また、たとえば、クライアント自身が具体的な問題を把握していない場合もあるだろう。
既存のビジネスの延長ではない新たな領域でのビジネス展開を考えているときなどだ。その場合、現状は把握のためのリサーチそのものの課題設定そのものからクリエイティブな作業となる。
しかし、それとて適切な情報収集に基づいて状況を理解し、課題解決へと転換する、同じ流れを踏めれば、そんなに大きな違いは本来はない

課題設定の品質

言葉による情報だろうと、写真や動画などの視覚的情報、あるいは実物そのものの物的情報とその体験による知見など、情報の種類がいかなるものであろうと、情報を適切に集め、そこから現在置かれた状況における問題点あるいは可能性をきちんと拾い上げられなければ、そこから課題解決のための正しい課題設定はできない。

しかし、たいていはこの課題設定がゆるふわすぎて話にならない。
それ、ちゃんと情報を集めて、ちゃんとした整理を経て、検討した結果なのだろうか?というほど、ごくごくありふれた課題設定になってしまうことが多い。

正しい問いが立てられてこそ、正しい解は導ける。
その意味で課題設定の質の低さは、そのまま解の品質の低さにつながるゆゆしき問題だ。

けれど、この課題設定がとにかくうまくない。

ひとつには設定した課題をみて、これが解決されれば、社会や人々、そして自社に何をもたらすことができ、それが現実に起こりそうか?という観点でみたときに、まともに答えられない課題設定になってしまうことがある。また答えられたとしても、それだけのことしか起こらないし、それってすでに起こっていることと何が違うの?と思えてしまうケースもある。
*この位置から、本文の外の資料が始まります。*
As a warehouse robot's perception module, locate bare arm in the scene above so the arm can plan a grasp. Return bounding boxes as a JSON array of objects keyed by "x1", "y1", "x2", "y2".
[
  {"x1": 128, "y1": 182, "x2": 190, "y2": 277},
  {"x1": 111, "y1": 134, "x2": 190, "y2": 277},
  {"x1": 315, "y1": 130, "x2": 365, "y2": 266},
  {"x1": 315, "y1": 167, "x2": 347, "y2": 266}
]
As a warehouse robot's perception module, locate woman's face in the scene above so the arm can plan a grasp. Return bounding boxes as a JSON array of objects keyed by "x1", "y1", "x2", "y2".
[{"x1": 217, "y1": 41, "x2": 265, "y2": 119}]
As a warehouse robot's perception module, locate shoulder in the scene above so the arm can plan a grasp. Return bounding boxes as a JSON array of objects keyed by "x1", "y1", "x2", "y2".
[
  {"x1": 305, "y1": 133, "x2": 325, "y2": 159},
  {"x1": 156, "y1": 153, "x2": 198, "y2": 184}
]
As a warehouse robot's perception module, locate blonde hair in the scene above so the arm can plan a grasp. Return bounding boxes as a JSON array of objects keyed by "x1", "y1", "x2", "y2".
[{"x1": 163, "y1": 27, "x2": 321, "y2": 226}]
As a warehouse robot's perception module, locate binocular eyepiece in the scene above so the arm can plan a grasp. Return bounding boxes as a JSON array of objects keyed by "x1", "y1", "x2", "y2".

結局はたくさん情報収集した割に、現状の把握がほとんどできていないということと変わらない。
社会がどう変わるとよいか、
それは本当に変わる必要があるか、
どんな方向にどう変わると良さそうか、
そういったことに答えられる理解が形成できていないのだろう。

それは自社のビジネスにとっても同様で、どんな状況変化を起こせるとどんな利益が得られるか、それは本当に自社にあったテーマで現実性はありそうか、などの面でも現状の理解が覚束なかったりする。

大事なのは手法ではない

こうした場面で、デザイン思考/サービスデザイン的な手法が採用されることは多いだろう。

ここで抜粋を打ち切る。